Blackwater, de Michael McDowell

Il y a parfois des phénomènes littéraires inattendus, qui prennent tout le monde de court par l’ampleur de leur succès. C’est le cas de Blackwater, même si, à bien y réfléchir, quelques indices pouvaient permettre d’anticiper l’extraordinaire engouement dont cette saga fait l’objet.

Pour commencer, l’auteur est mort.

Et ça, d’un point de vue commercial, il faut reconnaître que c’est plutôt bon (il suffit de regarder du côté de la pauvre feue Lucinda Riley pour s’en persuader). La saga, écrite en 1982 par Michael McDowell (scénariste du film Beetlejuice, pour ceux qui s’en souviennent), n’avait jamais été traduite en France.

Avec un flair marketing que je leur envie sincèrement, les éditions Monsieur Toussaint Louverture ont fondu sur cette histoire, ont imaginé pour chacun des 6 tomes un habillage or et argent d’une stupéfiante beauté et ont su créer l’envie, le besoin même, en publiant un tome tous les quinze jours à la façon d’un feuilleton. Ajoutons à cela un format poche entraînant un coût par tome franchement modeste (même en Suisse !).

Tous les ingrédients du succès étaient là. Encore fallait-il que le contenu soit à la hauteur du contenant.

Blackwater est donc l’histoire de la famille Caskey, propriétaires aisés d’une petite ville d’Alabama, Perdido, coincée entre deux bras de rivières dont l’une donne le titre à la saga. Il serait fastidieux et sans grand intérêt de détailler les nombreux personnages que l’auteur nous propose de suivre sur cinq générations, à partir de 1919…

Tout commence par une crue gigantesque, qui vient de ravager la petite ville, contraignant les habitants à se réfugier sur les hauteurs.
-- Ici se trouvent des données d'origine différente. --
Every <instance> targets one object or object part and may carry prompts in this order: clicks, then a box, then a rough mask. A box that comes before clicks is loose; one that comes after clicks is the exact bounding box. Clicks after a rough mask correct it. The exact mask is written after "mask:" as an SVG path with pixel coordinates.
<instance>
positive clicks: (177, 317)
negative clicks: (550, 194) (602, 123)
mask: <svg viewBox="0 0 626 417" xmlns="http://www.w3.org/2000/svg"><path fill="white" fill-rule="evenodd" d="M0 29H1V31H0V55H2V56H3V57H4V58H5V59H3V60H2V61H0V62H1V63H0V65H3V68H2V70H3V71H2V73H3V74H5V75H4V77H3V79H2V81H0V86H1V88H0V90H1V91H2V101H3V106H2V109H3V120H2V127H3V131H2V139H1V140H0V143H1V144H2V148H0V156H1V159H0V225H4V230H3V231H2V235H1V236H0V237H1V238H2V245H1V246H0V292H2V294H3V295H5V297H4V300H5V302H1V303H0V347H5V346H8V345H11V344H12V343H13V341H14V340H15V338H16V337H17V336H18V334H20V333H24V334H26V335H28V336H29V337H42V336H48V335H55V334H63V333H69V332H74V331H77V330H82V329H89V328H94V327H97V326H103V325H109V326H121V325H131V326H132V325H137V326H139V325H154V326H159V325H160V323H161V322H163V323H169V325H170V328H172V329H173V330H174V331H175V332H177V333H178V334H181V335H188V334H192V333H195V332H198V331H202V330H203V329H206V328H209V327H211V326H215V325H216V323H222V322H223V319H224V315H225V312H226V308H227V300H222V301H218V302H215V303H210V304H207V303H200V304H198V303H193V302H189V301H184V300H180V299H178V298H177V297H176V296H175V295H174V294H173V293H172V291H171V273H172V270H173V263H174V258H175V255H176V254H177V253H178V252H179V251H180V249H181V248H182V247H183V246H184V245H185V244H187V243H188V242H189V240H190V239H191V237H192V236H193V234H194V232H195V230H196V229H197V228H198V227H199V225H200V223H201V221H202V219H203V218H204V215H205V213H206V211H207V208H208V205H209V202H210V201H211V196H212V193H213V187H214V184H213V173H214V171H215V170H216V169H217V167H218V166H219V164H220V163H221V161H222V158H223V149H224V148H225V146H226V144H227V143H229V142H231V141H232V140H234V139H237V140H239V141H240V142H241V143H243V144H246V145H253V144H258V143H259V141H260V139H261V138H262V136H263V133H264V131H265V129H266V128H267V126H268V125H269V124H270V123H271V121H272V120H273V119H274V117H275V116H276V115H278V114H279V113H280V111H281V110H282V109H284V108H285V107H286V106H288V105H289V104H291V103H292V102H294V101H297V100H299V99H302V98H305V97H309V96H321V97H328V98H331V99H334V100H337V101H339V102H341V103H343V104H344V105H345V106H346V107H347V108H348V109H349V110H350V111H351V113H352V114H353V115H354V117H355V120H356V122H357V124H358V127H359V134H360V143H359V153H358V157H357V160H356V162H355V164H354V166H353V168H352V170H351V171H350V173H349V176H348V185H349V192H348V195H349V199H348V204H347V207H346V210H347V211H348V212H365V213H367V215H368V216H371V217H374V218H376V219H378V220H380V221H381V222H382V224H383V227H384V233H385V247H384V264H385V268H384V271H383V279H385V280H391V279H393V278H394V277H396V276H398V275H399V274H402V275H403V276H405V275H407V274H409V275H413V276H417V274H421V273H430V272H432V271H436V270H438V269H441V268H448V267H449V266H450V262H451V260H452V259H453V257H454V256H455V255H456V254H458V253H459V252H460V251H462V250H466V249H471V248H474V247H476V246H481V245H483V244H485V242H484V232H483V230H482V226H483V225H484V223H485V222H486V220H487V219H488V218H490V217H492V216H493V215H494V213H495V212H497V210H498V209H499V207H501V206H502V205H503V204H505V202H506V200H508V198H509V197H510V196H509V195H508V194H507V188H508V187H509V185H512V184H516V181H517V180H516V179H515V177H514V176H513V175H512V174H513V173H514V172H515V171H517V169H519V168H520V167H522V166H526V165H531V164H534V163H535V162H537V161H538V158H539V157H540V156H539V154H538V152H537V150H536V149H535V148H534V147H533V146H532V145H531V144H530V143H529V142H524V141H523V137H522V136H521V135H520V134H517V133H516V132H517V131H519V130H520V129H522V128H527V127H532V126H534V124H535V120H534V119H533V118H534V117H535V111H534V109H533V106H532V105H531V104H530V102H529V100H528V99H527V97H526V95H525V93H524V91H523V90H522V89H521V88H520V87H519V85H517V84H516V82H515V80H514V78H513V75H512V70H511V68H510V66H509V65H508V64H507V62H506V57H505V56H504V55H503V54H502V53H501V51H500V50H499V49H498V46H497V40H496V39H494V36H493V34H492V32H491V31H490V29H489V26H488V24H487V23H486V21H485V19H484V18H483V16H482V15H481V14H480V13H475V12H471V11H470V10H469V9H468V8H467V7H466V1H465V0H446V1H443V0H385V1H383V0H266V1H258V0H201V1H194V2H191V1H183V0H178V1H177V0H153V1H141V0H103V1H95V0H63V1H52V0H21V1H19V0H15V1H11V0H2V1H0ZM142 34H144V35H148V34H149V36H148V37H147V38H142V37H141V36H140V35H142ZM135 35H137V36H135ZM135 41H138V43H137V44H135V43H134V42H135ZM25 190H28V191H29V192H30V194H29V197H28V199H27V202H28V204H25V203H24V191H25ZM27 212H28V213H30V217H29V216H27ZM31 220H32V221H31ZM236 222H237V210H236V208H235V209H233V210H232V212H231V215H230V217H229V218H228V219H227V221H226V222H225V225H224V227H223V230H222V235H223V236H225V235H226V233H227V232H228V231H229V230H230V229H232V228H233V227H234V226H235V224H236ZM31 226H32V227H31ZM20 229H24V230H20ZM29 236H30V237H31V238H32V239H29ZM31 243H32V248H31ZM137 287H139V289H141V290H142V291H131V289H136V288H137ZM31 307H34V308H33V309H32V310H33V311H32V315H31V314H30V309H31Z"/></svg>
Alors qu’Oscar Caskey et son domestique, Bray, explorent les environs en canot, ils découvrent une rescapée, oubliée dans une chambre d’un hôtel immergé. Comment a-t-elle Elinor Dammers a-t-elle pu survivre quatre longs jours, ainsi qu’elle le prétend, sans boire ni manger ? Cette question sans vraie réponse n’empêche pas la nouvelle venue de s’introduire dans la famille, malgré les réticences évidentes de la matriarche, Mary-Love, une femme au caractère impossible qui va se heurter à la force tranquille d’Elinor…

Une écriture simple et agréable, sans fioriture et très lisible, au service d’une histoire que la multiplicité des caractères rend passionnante.

Des personnages nuancés, crédibles et originaux ; un microcosme régenté par les femmes, où les hommes apparaissent soumis, dénués d’initiative et d’opinion, abandonnant à leurs épouses, leurs mères, leurs filles tout pouvoir de décision pour faire gentiment tapisserie ; d’étonnantes manies familiales, reproduites de générations en générations, comme celle de s’approprier les enfants des autres ou de les échanger contre faveurs ou services ; enfin, une touche de fantastique et de surnaturel qui apporte au récit une dimension poétique et étrange, sans jamais prendre le pas sur l’intrigue principale.

Vous l’aurez compris, j’ai beaucoup aimé, même si le dernier tome m’a paru un peu au-dessous des précédents, comme si l’auteur lui-même s’était lassé de son univers et n’avait pas bien su de quelle façon terminer. Cette fin en demi-teinte, presque triste, aidera sans doute le lecteur à quitter les Caskey avec un peu moins de nostalgie et de regret, tant il avait eu le sentiment d’appartenir au clan.

Une saga familiale brillante, idéale pour l’été.